Die Frage nach den Fertigteilhaus-Kosten ist die erste, die uns Bauherren stellen – und die letzte, die sich seriös mit einer einzigen Zahl beantworten lässt. Zwischen einem kompakten Ausbauhaus und einer schlüsselfertigen Villa mit Keller liegen schnell mehrere hunderttausend Euro. Was sich klar benennen lässt: die Richtwerte pro Quadratmeter und die Faktoren, die Ihren Preis bestimmen.

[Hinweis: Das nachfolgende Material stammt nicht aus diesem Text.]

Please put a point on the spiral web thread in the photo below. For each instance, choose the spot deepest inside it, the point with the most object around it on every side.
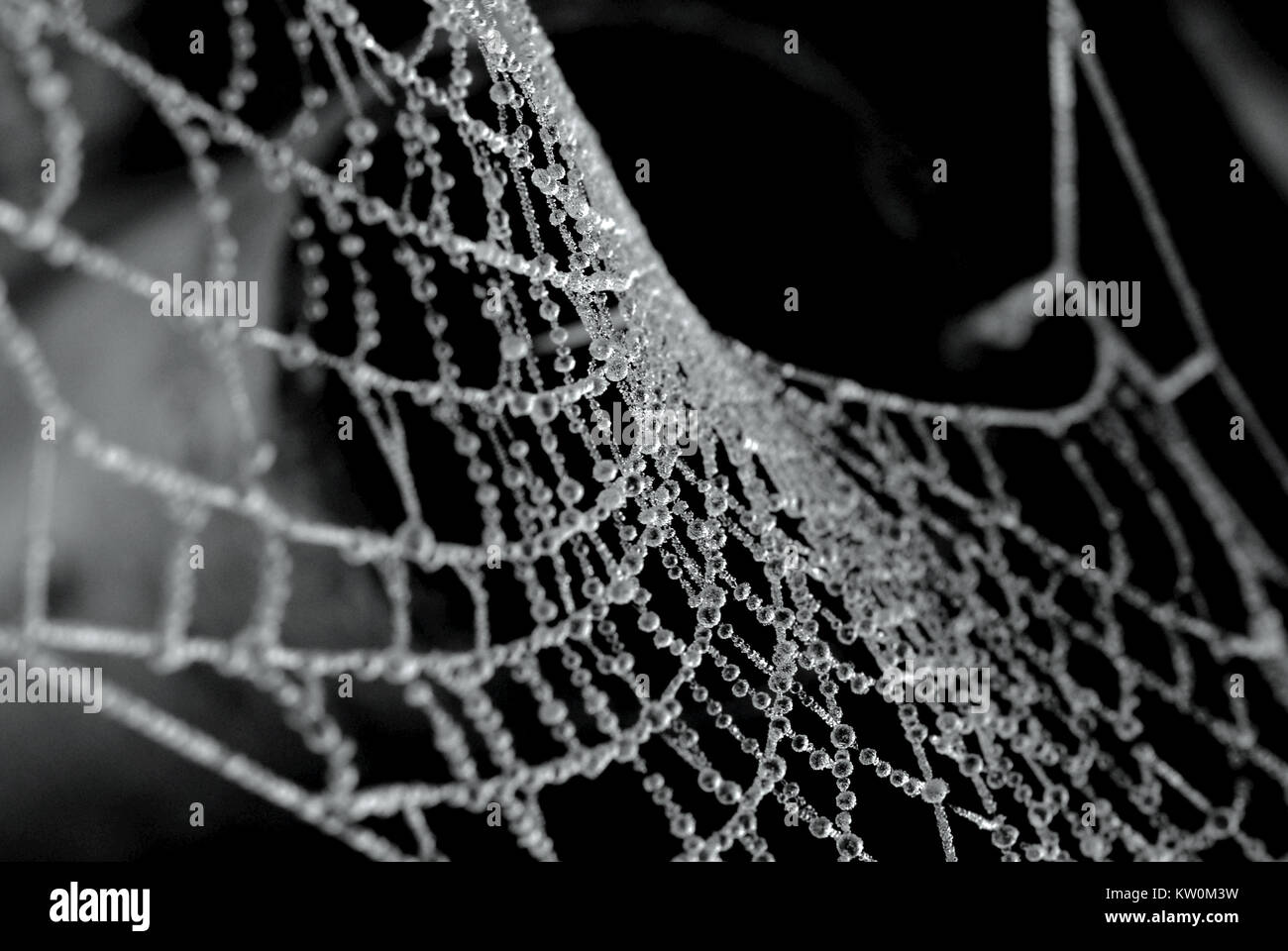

Richtwerte pro Quadratmeter
Für ein Fertigteilhaus in Holzriegelbauweise können Sie in Österreich mit folgenden Richtwerten rechnen (Gebäude ohne Grundstück, Keller und Erdarbeiten): Ausbauhaus ab ca. € 1.500 pro m² – die Gebäudehülle steht regendicht mit Fenstern und Haustür, den Innenausbau übernehmen Sie selbst. Schlüsselfertig ab ca. € 2.950 pro m² – Sie übernehmen ein bezugsfertiges Haus inklusive Haustechnik und Innenausbau.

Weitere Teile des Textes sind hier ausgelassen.